On Thursday, the Disclose Act, had a 49-all vote, with Democrats voting "yes" and every on-site Republican voting "no." As such, the legislation didn't invoke cloture.
The two senators reportedly missing from Thursday's vote were Tammy Baldwin, D-Wis., and Mike Crapo, R-Idaho.
The legislation apparently aims to halt the notion of "dark money" in politics.
In a nutshell, dark money refers to political contributions from donors whose identities are not disclosed and that are typically used to influence elections. Super PACs are legally permitted to receive and spend these "independent expenditures," which have no cap on the contribution amounts.
Senate Majority Leader Chuck Schumer, D-N.Y., reportedly brought the bill to the floor, as a means of calling attention to the Senate Leadership Fund, a Super PAC linked to Senate Minority Leader Mitch McConnell, R-Ky.
Prior to the vote, Schumer said: "Republicans today must face the music. Either vote to bring transparency and fairness back to our elections as the vast majority of Americans want, or block this measure and cast their lot with the forces of dark money."
And after the vote failed to advance, McConnell dismissed the bill as a "liberal pet priority" that would give "unelected federal bureaucrats vastly more power over private citizens' First Amendment rights and political activism."
Also, McConnell criticized Democrats for rushing Thursday's vote, instead of crafting legislation to curb inflation or address other economic problems.
Sen. Sheldon Whitehouse, D-R.I., has been calling for the elimination of dark money groups since 2010, when the Supreme Court enabled corporations and outside special-interest groups to submit unlimited donation amounts for federal elections.

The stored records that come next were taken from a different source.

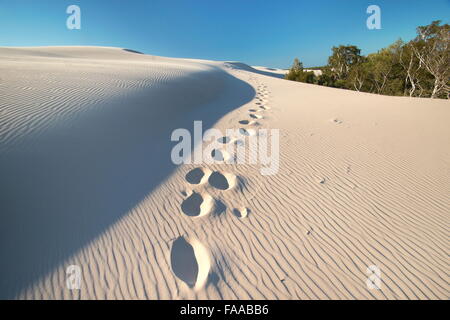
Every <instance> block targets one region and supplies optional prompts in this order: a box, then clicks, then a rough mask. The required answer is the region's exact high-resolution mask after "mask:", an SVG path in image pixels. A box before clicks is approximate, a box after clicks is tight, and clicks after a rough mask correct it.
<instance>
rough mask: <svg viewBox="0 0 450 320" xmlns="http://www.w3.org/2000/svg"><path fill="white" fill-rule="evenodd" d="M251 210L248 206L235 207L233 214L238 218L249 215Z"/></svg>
mask: <svg viewBox="0 0 450 320" xmlns="http://www.w3.org/2000/svg"><path fill="white" fill-rule="evenodd" d="M249 212H250V210H249V209H248V208H241V209H233V214H234V215H235V216H236V217H238V218H245V217H247V216H248V213H249Z"/></svg>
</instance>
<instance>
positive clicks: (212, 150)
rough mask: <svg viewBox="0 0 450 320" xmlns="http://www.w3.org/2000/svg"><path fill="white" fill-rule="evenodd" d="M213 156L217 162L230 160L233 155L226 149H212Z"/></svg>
mask: <svg viewBox="0 0 450 320" xmlns="http://www.w3.org/2000/svg"><path fill="white" fill-rule="evenodd" d="M211 158H213V160H214V161H217V162H224V161H228V160H230V159H231V155H230V154H229V153H228V152H227V151H225V150H220V149H213V150H212V151H211Z"/></svg>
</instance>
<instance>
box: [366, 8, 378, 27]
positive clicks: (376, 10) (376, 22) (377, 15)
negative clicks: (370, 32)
mask: <svg viewBox="0 0 450 320" xmlns="http://www.w3.org/2000/svg"><path fill="white" fill-rule="evenodd" d="M366 12H367V13H368V14H370V16H369V17H368V18H367V21H366V25H367V28H368V29H369V30H375V29H377V30H379V29H381V9H380V7H379V6H377V5H375V4H372V5H370V6H368V7H367V10H366Z"/></svg>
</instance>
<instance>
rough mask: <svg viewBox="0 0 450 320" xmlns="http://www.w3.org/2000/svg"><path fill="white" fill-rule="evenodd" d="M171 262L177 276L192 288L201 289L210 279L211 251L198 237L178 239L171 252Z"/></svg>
mask: <svg viewBox="0 0 450 320" xmlns="http://www.w3.org/2000/svg"><path fill="white" fill-rule="evenodd" d="M170 264H171V267H172V271H173V273H174V274H175V276H176V277H177V278H178V279H180V280H181V281H183V282H184V283H185V284H187V286H188V287H189V288H191V289H194V290H198V289H201V288H202V287H203V286H204V285H205V284H206V282H207V280H208V276H209V271H210V268H211V261H210V257H209V253H208V250H207V249H206V247H205V246H204V245H203V244H202V243H201V242H200V241H198V240H197V239H194V238H193V239H185V238H184V237H179V238H178V239H176V240H175V241H174V242H173V244H172V250H171V252H170Z"/></svg>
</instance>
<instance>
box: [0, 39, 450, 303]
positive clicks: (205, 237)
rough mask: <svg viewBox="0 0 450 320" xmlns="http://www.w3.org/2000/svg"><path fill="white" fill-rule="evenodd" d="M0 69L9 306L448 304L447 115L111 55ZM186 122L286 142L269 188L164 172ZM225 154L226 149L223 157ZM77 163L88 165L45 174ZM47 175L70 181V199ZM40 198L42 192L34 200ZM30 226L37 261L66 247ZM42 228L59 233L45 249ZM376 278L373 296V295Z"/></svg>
mask: <svg viewBox="0 0 450 320" xmlns="http://www.w3.org/2000/svg"><path fill="white" fill-rule="evenodd" d="M0 56H2V59H1V60H0V61H1V62H0V71H1V72H0V74H1V75H2V81H1V82H0V94H1V96H2V98H1V100H0V110H1V113H0V123H1V124H2V125H1V129H0V159H1V160H0V161H1V163H0V164H1V166H0V168H1V170H2V172H1V176H2V177H3V176H4V177H6V179H5V180H2V182H0V191H1V194H2V195H3V197H5V195H6V196H7V197H8V198H4V201H2V203H3V205H2V206H3V208H2V210H1V212H2V216H1V219H2V224H1V225H2V229H1V230H0V231H1V234H2V250H1V260H3V261H4V259H6V258H7V257H9V258H10V259H11V258H12V262H9V265H6V267H5V266H3V267H2V270H0V271H2V273H1V274H2V278H1V283H2V286H1V288H2V289H1V291H0V295H1V296H3V297H17V298H20V299H61V298H64V299H448V298H449V289H450V288H449V285H448V283H449V282H448V280H449V279H448V274H449V267H448V250H449V248H448V237H449V232H448V230H449V214H450V201H449V199H448V195H449V194H450V167H449V163H450V150H449V149H448V147H447V146H448V141H450V127H449V126H448V123H447V119H448V118H449V116H450V108H449V104H448V101H445V100H441V101H434V100H429V99H418V98H412V99H410V98H402V97H386V96H377V95H373V94H365V93H357V92H352V91H346V90H340V89H333V88H325V87H319V86H314V85H308V84H303V83H296V82H289V81H285V80H282V79H279V78H277V76H271V75H270V74H269V73H265V72H264V73H262V72H259V71H258V72H255V71H254V70H255V69H252V68H250V67H248V66H245V65H243V64H238V63H223V62H214V61H209V62H208V61H204V60H201V61H200V60H198V61H196V60H183V59H170V58H161V57H152V56H146V55H141V54H136V53H133V52H129V51H123V50H121V49H117V48H83V47H79V48H51V47H49V48H29V49H9V48H6V49H3V48H2V49H0ZM3 57H4V59H3ZM70 64H73V65H72V66H70ZM63 66H65V67H67V68H69V70H72V72H69V73H68V74H67V73H64V72H63V71H64V70H63V69H64V68H65V67H63ZM131 66H134V67H135V68H131ZM52 68H54V69H52ZM70 68H72V69H70ZM102 68H103V69H102ZM49 70H50V71H51V72H49ZM100 70H103V71H100ZM18 71H20V72H18ZM38 71H39V72H38ZM40 72H41V73H42V77H38V75H39V74H40ZM4 75H5V76H4ZM78 76H79V78H78ZM43 78H45V79H46V80H42V79H43ZM5 79H8V81H5ZM76 79H78V80H76ZM77 81H78V82H77ZM70 84H71V85H70ZM122 90H123V91H122ZM50 92H51V93H50ZM155 96H156V97H157V99H156V100H153V99H152V97H155ZM168 96H169V97H168ZM3 97H4V98H3ZM51 98H53V99H54V100H51ZM177 98H178V99H177ZM96 99H97V100H96ZM51 101H53V102H51ZM55 101H56V102H55ZM152 101H157V103H154V102H152ZM46 103H47V105H46ZM146 106H152V107H153V109H155V110H153V109H152V110H148V109H147V108H146ZM55 108H56V109H55ZM58 108H60V109H58ZM150 109H151V108H150ZM161 109H164V110H165V111H166V112H161V113H159V112H157V110H161ZM193 120H204V121H205V123H206V124H207V127H214V128H217V129H220V130H223V132H225V129H227V128H233V129H239V128H241V129H242V132H244V133H247V134H249V135H252V134H257V132H258V131H257V129H260V128H266V129H270V128H277V129H280V157H281V159H280V170H279V172H278V173H277V174H275V175H271V176H263V175H261V173H260V171H259V169H260V166H259V165H252V164H226V163H224V162H218V163H215V164H204V165H203V164H202V165H198V164H190V165H180V166H174V165H167V164H166V163H167V162H170V148H171V146H173V143H171V141H170V132H171V130H172V129H174V128H179V127H186V126H188V125H189V123H190V126H189V127H188V128H191V127H192V121H193ZM243 120H245V121H243ZM50 123H51V125H50ZM4 126H5V127H4ZM166 127H167V128H166ZM130 128H131V129H130ZM80 135H81V138H80ZM112 138H113V139H112ZM244 138H245V136H244ZM111 139H112V140H113V141H114V143H112V142H111V141H112V140H111ZM91 140H92V141H91ZM234 143H239V142H238V140H236V139H235V138H234V137H225V138H223V139H222V145H223V147H221V148H220V149H219V150H221V151H225V150H226V146H227V145H228V144H234ZM97 149H99V150H97ZM149 150H150V151H149ZM61 153H62V155H61ZM79 153H81V155H78V157H77V156H75V155H77V154H79ZM81 156H83V159H85V160H84V161H85V162H83V163H82V164H84V165H81V166H78V165H75V164H73V166H66V165H62V164H59V165H58V164H57V165H56V169H55V167H54V165H48V166H47V165H44V163H46V161H49V160H51V159H54V158H56V159H57V160H59V161H75V160H76V161H80V159H81ZM231 156H232V155H231ZM23 157H28V159H33V161H31V160H30V161H24V160H23ZM158 159H163V160H158ZM41 161H42V162H41ZM35 162H37V165H36V166H35V167H31V168H30V167H29V166H30V164H31V163H35ZM119 164H120V165H119ZM91 166H92V167H91ZM166 166H167V167H166ZM43 168H44V169H46V170H47V171H45V170H44V171H43V173H42V169H43ZM161 168H163V169H161ZM70 169H72V171H71V170H70ZM38 170H39V171H40V173H38V172H36V171H38ZM73 170H74V171H73ZM118 171H120V172H118ZM160 171H162V172H163V173H158V172H160ZM80 174H81V178H80V177H77V175H80ZM55 175H58V176H59V175H66V176H65V179H64V182H62V180H60V179H57V178H56V177H55ZM155 176H156V177H155ZM49 177H50V179H49ZM112 177H114V178H112ZM78 179H79V180H78ZM147 180H150V181H152V183H151V184H150V185H148V182H147ZM30 181H31V182H30ZM36 181H37V182H39V187H40V188H41V189H43V191H40V192H37V191H36V189H35V188H31V187H30V186H29V184H30V183H32V182H33V183H36ZM88 185H91V186H92V185H93V186H94V187H87V186H88ZM111 185H113V186H116V187H111ZM118 185H120V187H118ZM60 187H64V188H67V189H68V191H71V192H70V193H69V194H67V192H65V191H66V190H62V191H61V192H60V193H58V192H57V190H58V188H60ZM86 187H87V188H88V190H85V191H83V189H84V188H86ZM130 189H131V190H139V192H135V193H136V194H138V195H133V196H130V195H129V192H130V191H129V190H130ZM45 190H50V191H51V192H50V191H49V192H48V193H47V192H46V191H45ZM57 196H60V197H63V199H61V200H60V201H58V200H56V199H58V198H57ZM55 198H56V199H55ZM19 199H20V200H23V201H26V200H28V202H30V199H31V204H29V205H28V204H23V203H19V201H20V200H19ZM117 199H126V200H127V201H126V203H120V202H119V203H118V202H117V201H118V200H117ZM43 200H44V201H46V202H45V204H42V203H41V202H40V201H43ZM51 201H54V203H50V204H48V203H47V202H51ZM90 203H95V205H88V204H90ZM117 207H120V210H119V211H120V213H118V212H116V211H117ZM113 208H114V209H113ZM43 209H45V210H51V212H52V214H43V211H42V210H43ZM30 210H31V211H32V212H37V213H40V216H39V215H38V216H37V217H35V218H33V215H32V214H31V213H30ZM80 212H86V214H83V213H80ZM111 212H113V214H112V216H113V217H114V218H113V219H112V218H111V217H110V215H111ZM88 214H89V215H88ZM14 217H15V218H14ZM105 217H107V218H105ZM23 219H31V222H32V223H31V222H27V223H25V230H31V229H30V228H31V225H33V227H34V228H35V229H33V230H34V231H33V232H32V233H31V234H32V235H33V236H36V237H42V238H41V241H42V242H43V243H44V244H48V243H52V241H55V240H61V239H67V238H68V237H73V238H74V240H73V242H72V241H71V242H69V243H65V242H63V244H54V245H52V246H51V247H50V249H44V248H42V247H41V246H40V245H38V244H34V245H32V244H30V241H29V240H27V238H26V236H25V235H26V233H24V232H23V231H21V228H23V224H24V222H23ZM39 219H44V221H45V223H49V222H52V221H53V222H52V223H51V224H50V225H47V224H45V225H44V224H43V222H41V221H40V220H39ZM80 220H81V222H80ZM28 223H29V224H30V225H28ZM65 223H69V224H70V223H71V224H73V225H74V228H75V230H76V231H79V232H80V231H81V235H80V234H78V233H76V232H70V229H67V228H65V227H64V224H65ZM97 224H100V225H101V226H102V228H93V227H92V226H93V225H97ZM44 226H45V227H44ZM46 228H47V230H58V229H59V230H60V231H61V233H62V234H60V233H59V232H53V233H52V232H50V233H49V234H48V235H45V231H46ZM83 234H84V235H83ZM79 238H82V241H81V240H80V239H79ZM35 241H37V240H35ZM65 241H67V240H65ZM38 242H39V241H38ZM30 246H31V248H32V249H34V250H37V251H38V252H39V253H41V254H44V256H43V257H39V256H37V255H32V254H31V253H30V252H29V251H28V249H29V248H30ZM17 248H19V249H21V250H23V251H19V253H17V252H16V251H15V250H14V249H17ZM27 248H28V249H27ZM14 255H19V256H17V257H15V256H14ZM20 255H22V256H20ZM29 255H31V257H32V258H33V259H36V261H35V264H37V265H40V266H41V267H40V268H38V271H39V272H37V273H36V275H35V276H33V277H30V276H29V275H28V273H27V272H29V271H30V269H31V268H29V267H27V266H24V267H22V269H21V268H18V269H14V266H16V264H18V263H19V262H30V261H34V260H32V259H31V258H30V256H29ZM10 261H11V260H10ZM48 261H51V262H52V263H49V262H48ZM72 264H75V265H79V266H80V267H81V268H82V285H81V289H80V290H74V291H70V290H67V289H66V288H65V279H66V274H65V270H66V268H67V266H68V265H72ZM47 265H49V266H47ZM373 265H376V266H377V267H379V269H380V271H381V280H382V287H381V290H371V289H369V288H368V286H367V279H368V277H369V276H370V274H368V273H367V268H368V267H370V266H373ZM33 268H34V269H35V268H36V267H33ZM5 275H8V278H6V277H5ZM20 277H25V281H23V280H22V282H19V283H18V284H17V283H14V282H13V281H12V280H17V279H18V278H20ZM11 279H12V280H11Z"/></svg>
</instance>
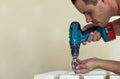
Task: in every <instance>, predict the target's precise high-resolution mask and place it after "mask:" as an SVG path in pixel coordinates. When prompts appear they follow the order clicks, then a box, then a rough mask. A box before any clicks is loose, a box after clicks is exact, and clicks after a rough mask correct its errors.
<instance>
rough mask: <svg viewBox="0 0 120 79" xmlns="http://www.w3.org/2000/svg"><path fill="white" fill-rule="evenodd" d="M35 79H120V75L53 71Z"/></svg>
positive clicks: (112, 74)
mask: <svg viewBox="0 0 120 79" xmlns="http://www.w3.org/2000/svg"><path fill="white" fill-rule="evenodd" d="M34 79H120V75H117V74H114V73H112V72H108V71H104V70H94V71H91V72H89V73H86V74H75V73H74V72H73V71H51V72H46V73H42V74H37V75H35V76H34Z"/></svg>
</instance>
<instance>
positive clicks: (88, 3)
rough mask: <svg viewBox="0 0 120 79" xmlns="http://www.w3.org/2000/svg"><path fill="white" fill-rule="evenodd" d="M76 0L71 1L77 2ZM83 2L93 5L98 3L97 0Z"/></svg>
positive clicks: (85, 3)
mask: <svg viewBox="0 0 120 79" xmlns="http://www.w3.org/2000/svg"><path fill="white" fill-rule="evenodd" d="M76 1H77V0H71V2H72V3H73V4H75V3H76ZM83 2H85V4H87V5H88V4H93V5H96V4H97V0H83Z"/></svg>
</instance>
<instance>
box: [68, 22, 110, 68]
mask: <svg viewBox="0 0 120 79" xmlns="http://www.w3.org/2000/svg"><path fill="white" fill-rule="evenodd" d="M95 30H96V31H98V32H100V34H101V37H102V38H103V40H104V41H105V42H107V41H109V36H108V32H110V31H112V29H111V28H105V27H103V28H102V27H99V26H95V27H93V28H90V29H88V30H86V31H82V30H81V27H80V24H79V23H78V22H72V23H71V25H70V29H69V38H70V40H69V43H70V48H71V55H72V57H73V60H74V62H73V64H74V66H75V68H76V66H77V64H76V59H77V57H78V56H79V48H80V44H81V43H82V42H84V41H86V40H87V39H88V37H89V34H90V33H91V32H93V31H95Z"/></svg>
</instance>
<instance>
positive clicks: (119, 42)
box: [0, 0, 120, 79]
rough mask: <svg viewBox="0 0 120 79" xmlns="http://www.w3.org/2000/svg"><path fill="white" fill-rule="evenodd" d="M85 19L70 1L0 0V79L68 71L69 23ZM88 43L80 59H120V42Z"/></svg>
mask: <svg viewBox="0 0 120 79" xmlns="http://www.w3.org/2000/svg"><path fill="white" fill-rule="evenodd" d="M72 21H78V22H80V24H81V27H83V26H84V25H85V24H86V22H85V18H84V16H83V15H81V14H80V13H79V12H78V11H77V10H76V9H75V7H74V6H73V5H72V4H71V0H0V79H33V77H34V75H36V74H40V73H44V72H48V71H54V70H69V71H71V59H72V57H71V53H70V47H69V26H70V23H71V22H72ZM119 39H120V38H119V37H117V39H116V40H114V41H111V42H108V43H105V42H104V41H103V40H102V39H101V40H100V41H99V42H92V43H88V44H87V45H86V46H84V45H81V47H80V55H79V58H80V59H86V58H90V57H99V58H104V59H112V60H120V52H119V51H120V46H119V45H120V41H119Z"/></svg>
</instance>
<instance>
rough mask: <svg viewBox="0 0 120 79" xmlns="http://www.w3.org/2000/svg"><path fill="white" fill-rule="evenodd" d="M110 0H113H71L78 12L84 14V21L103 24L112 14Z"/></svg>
mask: <svg viewBox="0 0 120 79" xmlns="http://www.w3.org/2000/svg"><path fill="white" fill-rule="evenodd" d="M110 1H113V0H71V2H72V3H73V4H74V6H75V7H76V8H77V9H78V11H79V12H81V13H82V14H84V15H85V18H86V22H87V23H89V22H92V23H93V24H95V25H99V26H105V25H106V24H107V23H108V21H109V19H110V17H111V16H112V15H113V11H112V10H111V6H110Z"/></svg>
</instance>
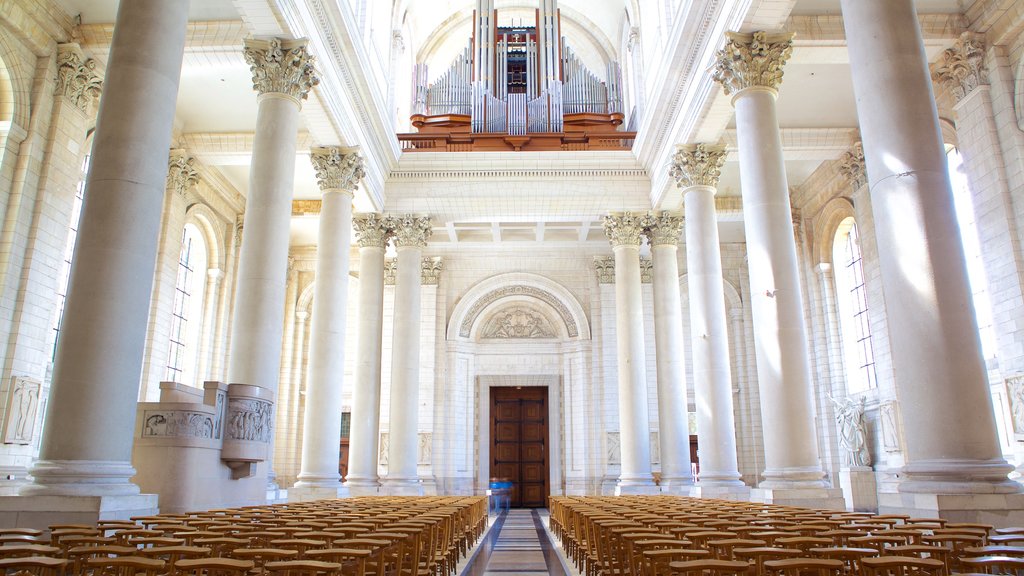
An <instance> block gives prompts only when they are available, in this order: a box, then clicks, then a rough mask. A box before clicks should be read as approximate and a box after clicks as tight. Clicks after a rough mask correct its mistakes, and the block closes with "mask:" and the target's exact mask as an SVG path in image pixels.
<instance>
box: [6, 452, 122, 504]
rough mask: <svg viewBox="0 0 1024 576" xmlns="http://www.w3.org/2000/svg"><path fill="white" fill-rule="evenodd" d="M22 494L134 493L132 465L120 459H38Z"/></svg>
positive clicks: (20, 491) (41, 495)
mask: <svg viewBox="0 0 1024 576" xmlns="http://www.w3.org/2000/svg"><path fill="white" fill-rule="evenodd" d="M30 474H31V475H32V478H33V482H32V484H26V485H25V486H23V487H22V489H20V490H19V491H18V494H19V495H22V496H100V497H105V496H137V495H138V494H139V493H141V490H139V488H138V486H136V485H135V484H133V483H132V482H131V478H132V477H134V476H135V468H134V467H133V466H132V465H131V463H130V462H125V461H121V460H38V461H36V463H35V464H34V465H33V466H32V469H31V470H30Z"/></svg>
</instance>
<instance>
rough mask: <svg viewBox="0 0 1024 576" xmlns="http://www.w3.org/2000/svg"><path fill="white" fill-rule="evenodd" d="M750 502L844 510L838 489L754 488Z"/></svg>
mask: <svg viewBox="0 0 1024 576" xmlns="http://www.w3.org/2000/svg"><path fill="white" fill-rule="evenodd" d="M751 501H752V502H761V503H764V504H782V505H785V506H803V507H805V508H825V509H831V510H845V509H846V501H845V500H843V491H842V490H840V489H838V488H791V489H786V488H755V489H753V490H751Z"/></svg>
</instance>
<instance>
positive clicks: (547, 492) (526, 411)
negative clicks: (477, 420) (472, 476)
mask: <svg viewBox="0 0 1024 576" xmlns="http://www.w3.org/2000/svg"><path fill="white" fill-rule="evenodd" d="M547 443H548V388H547V387H546V386H523V387H512V386H501V387H498V386H495V387H492V388H490V477H492V478H493V479H502V480H508V481H511V482H512V494H511V505H512V506H513V507H543V506H546V505H547V498H548V492H549V490H548V469H549V467H548V466H549V464H548V459H547V455H548V449H547Z"/></svg>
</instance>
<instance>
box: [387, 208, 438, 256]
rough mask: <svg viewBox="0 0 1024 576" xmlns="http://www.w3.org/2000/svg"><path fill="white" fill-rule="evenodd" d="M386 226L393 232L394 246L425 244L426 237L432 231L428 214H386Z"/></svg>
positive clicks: (429, 235) (426, 238) (428, 235)
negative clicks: (386, 223) (415, 214)
mask: <svg viewBox="0 0 1024 576" xmlns="http://www.w3.org/2000/svg"><path fill="white" fill-rule="evenodd" d="M387 222H388V228H389V229H391V231H392V232H393V233H394V245H395V247H399V248H400V247H402V246H419V247H420V248H423V247H425V246H426V245H427V239H428V238H430V233H431V232H432V229H431V223H430V216H414V215H413V214H406V215H404V216H388V217H387Z"/></svg>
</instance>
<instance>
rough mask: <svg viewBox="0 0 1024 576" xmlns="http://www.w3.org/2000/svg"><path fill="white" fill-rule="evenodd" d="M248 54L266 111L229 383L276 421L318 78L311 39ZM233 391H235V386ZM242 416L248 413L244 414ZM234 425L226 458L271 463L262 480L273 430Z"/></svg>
mask: <svg viewBox="0 0 1024 576" xmlns="http://www.w3.org/2000/svg"><path fill="white" fill-rule="evenodd" d="M244 55H245V58H246V61H247V63H248V64H249V66H250V69H251V70H252V72H253V85H254V88H255V89H256V91H257V92H258V93H259V96H258V100H257V101H258V102H259V109H258V112H257V116H256V132H255V136H254V140H253V154H252V166H251V168H250V176H249V181H250V187H249V195H248V198H247V201H246V214H245V218H246V220H245V221H246V224H245V225H246V228H245V234H244V235H243V236H242V249H241V253H240V255H239V270H238V278H237V281H236V296H234V311H233V315H232V319H231V341H230V354H229V363H228V366H227V381H228V384H229V385H230V384H236V385H244V386H246V387H245V388H241V387H237V388H236V389H238V390H243V389H244V390H245V394H246V395H255V396H247V397H246V398H257V397H258V398H259V401H258V402H259V404H260V405H261V409H260V410H261V414H260V417H261V418H264V419H267V420H268V422H272V421H273V417H272V403H273V402H274V397H275V395H276V392H278V378H279V375H280V369H281V341H282V336H283V331H284V325H285V321H284V312H285V306H284V305H283V302H284V301H285V285H286V282H287V276H288V242H289V229H290V224H291V214H292V206H291V202H292V189H293V187H294V184H295V154H296V141H297V138H298V131H299V109H300V106H301V101H302V99H303V98H305V97H306V96H307V95H308V93H309V90H310V89H311V88H312V86H313V85H315V84H316V83H317V82H318V80H317V78H316V75H315V73H314V71H313V67H312V56H311V55H309V53H308V52H307V51H306V48H305V41H304V40H300V41H292V40H280V39H276V38H275V39H272V40H249V41H247V42H246V47H245V52H244ZM240 394H241V393H240ZM228 396H229V397H233V396H234V395H232V392H231V389H228ZM268 403H269V406H267V404H268ZM252 405H253V403H252V402H249V401H247V402H246V403H245V405H243V404H242V403H240V404H239V406H240V410H241V409H243V408H244V406H252ZM231 406H232V404H231V403H230V401H229V402H228V412H229V414H228V417H230V416H231V415H233V413H232V412H231V408H230V407H231ZM239 415H240V416H245V414H243V413H241V412H239ZM267 425H268V424H267ZM227 429H228V433H229V434H228V435H227V438H226V439H225V454H224V459H225V460H227V461H228V462H253V461H262V460H267V463H266V464H265V465H264V466H261V469H260V470H251V471H249V472H246V475H247V476H253V475H255V476H256V477H262V476H264V475H266V474H268V472H270V471H271V470H272V465H271V464H270V462H269V460H270V454H271V453H270V451H269V446H270V444H271V443H272V434H266V435H264V436H263V437H262V438H261V439H260V440H261V442H262V443H264V444H265V446H263V447H258V446H257V445H256V444H255V443H253V442H252V440H251V438H250V439H248V441H247V440H246V439H236V438H232V437H231V434H230V433H231V430H232V427H231V426H229V427H228V428H227ZM236 442H245V444H239V445H238V446H239V447H240V448H239V450H238V451H234V449H233V448H232V449H231V451H230V452H228V450H227V447H228V446H231V445H234V443H236ZM231 465H232V467H236V468H237V467H238V466H239V464H231ZM247 465H248V464H247ZM237 476H238V474H237ZM255 484H258V481H257V483H254V485H253V486H250V487H249V489H250V490H252V493H251V494H250V495H247V497H248V498H254V499H255V498H259V499H262V498H260V497H259V494H258V490H261V489H260V488H257V487H256V486H255Z"/></svg>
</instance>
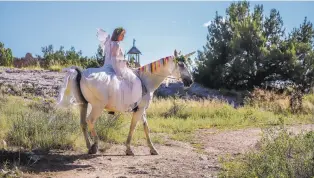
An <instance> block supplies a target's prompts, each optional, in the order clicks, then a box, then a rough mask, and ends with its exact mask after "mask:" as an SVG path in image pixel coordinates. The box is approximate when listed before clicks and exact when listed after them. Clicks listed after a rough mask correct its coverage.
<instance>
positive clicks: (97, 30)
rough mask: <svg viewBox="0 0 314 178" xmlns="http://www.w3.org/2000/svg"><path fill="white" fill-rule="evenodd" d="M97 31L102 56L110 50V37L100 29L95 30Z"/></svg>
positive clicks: (103, 30)
mask: <svg viewBox="0 0 314 178" xmlns="http://www.w3.org/2000/svg"><path fill="white" fill-rule="evenodd" d="M96 29H97V35H96V36H97V38H98V40H99V43H100V47H101V49H102V55H103V56H104V55H105V54H106V53H107V52H108V50H109V49H110V47H109V45H110V35H109V34H108V33H107V32H106V31H104V30H103V29H101V28H96Z"/></svg>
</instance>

In a release distributed prior to the vote, Whitehouse, who sponsored the legislation, noted that political spending by billionaires had increased from $17 million in the 2008 election to $1.2 billion in 2020.
"Even Leader McConnell used to support disclosure ... then he did a 180-degree about-face," said Schumer, who then recalled a McConnell statement from 1997 that financial disclosures were "the best disinfectant."